We continue to be invited to their kids’ parties, but I have to be honest, I despise going.
We don’t know most of the people who attend, so we end up talking to no one except our friends, briefly.
I find it odd that adults are invited to children’s birthday parties. I don’t recall ever having non-family adults at my parties growing up, and if we had kids I guess maybe it would make more sense to me.
My husband thinks we should still go because they are our friends, but, is it OK to continue to decline the invites until they stop? Am I a jerk friend?
You are not a jerk friend if you say no to a party you don’t want to attend.
You are at risk of ... taking on jerk-friend qualities, let’s say, if you concoct a bunch of ways to shift blame onto the hosts for somehow making you not want to attend their party. Or blaming society for foisting an invitation to a child’s birthday party on an adult — something that your parents’ generation was too sensible to do.
Own your decision. You don’t enjoy these. “We send our regrets, but thanks for the invitation. Wish the peanut a happy birthday from us.”
Dear Carolyn: Do you have any tips for how to wind up a conversation? I struggle, and tend to restate what was already said or say concluding-sounding things repeatedly. I think it is because I feel a bit socially awkward. But, I can tell my conversation companion is trying to figure out how to put an end to it, too.
So, how do I stop doing it? I am tired of the awkwardness it creates.
It’s not odd at all. Endings can feel rude or even unkind, in an “OK, I’m done with you now” kind of way.

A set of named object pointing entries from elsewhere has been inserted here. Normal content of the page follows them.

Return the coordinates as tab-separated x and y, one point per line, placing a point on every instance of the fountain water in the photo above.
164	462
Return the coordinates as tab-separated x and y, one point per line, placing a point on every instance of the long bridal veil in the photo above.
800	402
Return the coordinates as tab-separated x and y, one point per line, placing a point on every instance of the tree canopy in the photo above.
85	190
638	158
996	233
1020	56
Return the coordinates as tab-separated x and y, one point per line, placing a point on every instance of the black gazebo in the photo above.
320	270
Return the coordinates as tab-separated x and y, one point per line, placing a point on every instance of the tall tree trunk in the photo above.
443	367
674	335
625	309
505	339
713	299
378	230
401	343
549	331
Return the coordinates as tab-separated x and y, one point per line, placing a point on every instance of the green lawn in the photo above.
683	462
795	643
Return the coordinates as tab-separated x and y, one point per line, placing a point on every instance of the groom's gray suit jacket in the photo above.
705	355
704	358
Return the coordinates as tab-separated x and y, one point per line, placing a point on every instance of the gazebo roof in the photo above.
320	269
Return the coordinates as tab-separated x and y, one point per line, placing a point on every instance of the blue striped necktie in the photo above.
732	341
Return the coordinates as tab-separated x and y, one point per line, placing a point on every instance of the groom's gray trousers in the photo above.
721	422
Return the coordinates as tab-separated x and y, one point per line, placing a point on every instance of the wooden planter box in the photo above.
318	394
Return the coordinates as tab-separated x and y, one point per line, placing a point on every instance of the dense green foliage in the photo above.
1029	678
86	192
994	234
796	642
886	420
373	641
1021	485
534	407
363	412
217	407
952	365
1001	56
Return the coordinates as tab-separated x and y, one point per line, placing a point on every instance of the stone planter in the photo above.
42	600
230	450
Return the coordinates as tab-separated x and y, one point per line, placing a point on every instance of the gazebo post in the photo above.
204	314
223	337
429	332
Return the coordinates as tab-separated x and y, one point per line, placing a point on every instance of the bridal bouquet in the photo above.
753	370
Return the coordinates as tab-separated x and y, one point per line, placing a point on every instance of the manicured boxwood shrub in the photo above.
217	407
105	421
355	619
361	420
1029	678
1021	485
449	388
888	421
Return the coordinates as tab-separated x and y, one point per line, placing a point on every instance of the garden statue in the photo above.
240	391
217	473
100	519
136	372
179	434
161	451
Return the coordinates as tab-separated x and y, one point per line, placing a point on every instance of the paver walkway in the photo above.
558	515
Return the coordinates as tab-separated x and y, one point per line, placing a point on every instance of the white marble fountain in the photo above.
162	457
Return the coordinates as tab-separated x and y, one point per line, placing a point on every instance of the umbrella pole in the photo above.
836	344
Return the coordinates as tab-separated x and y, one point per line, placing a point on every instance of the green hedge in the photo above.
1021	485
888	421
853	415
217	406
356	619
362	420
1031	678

But the awkwardness of your current exit dance is to your advantage here: You can see the solution not as introducing awkwardness to a conversation, but instead as replacing the old awkwardness with a different one. An abrupt “Oops, I’ve got to run” may feel exactly as weird as circling each other with restatements and re-conclusions, but at least it’s a weird that sets you free.
Once you embrace this, you can polish up your exits by having some not-untrue, notimpolite segues always at the ready.
Out to drinks or dinner, or over to someone’s house: “I’m tapping out, I’ve got an early day”; or, “Time’s up for me.”
In a work transaction: “OK then, is there anything else?”
After a chance encounter: “I’ve got to run.”
At a party: “Excuse me, I need a refill”; or ask for help: “Where’s the restroom?” If they don’t know, excuse yourself to look.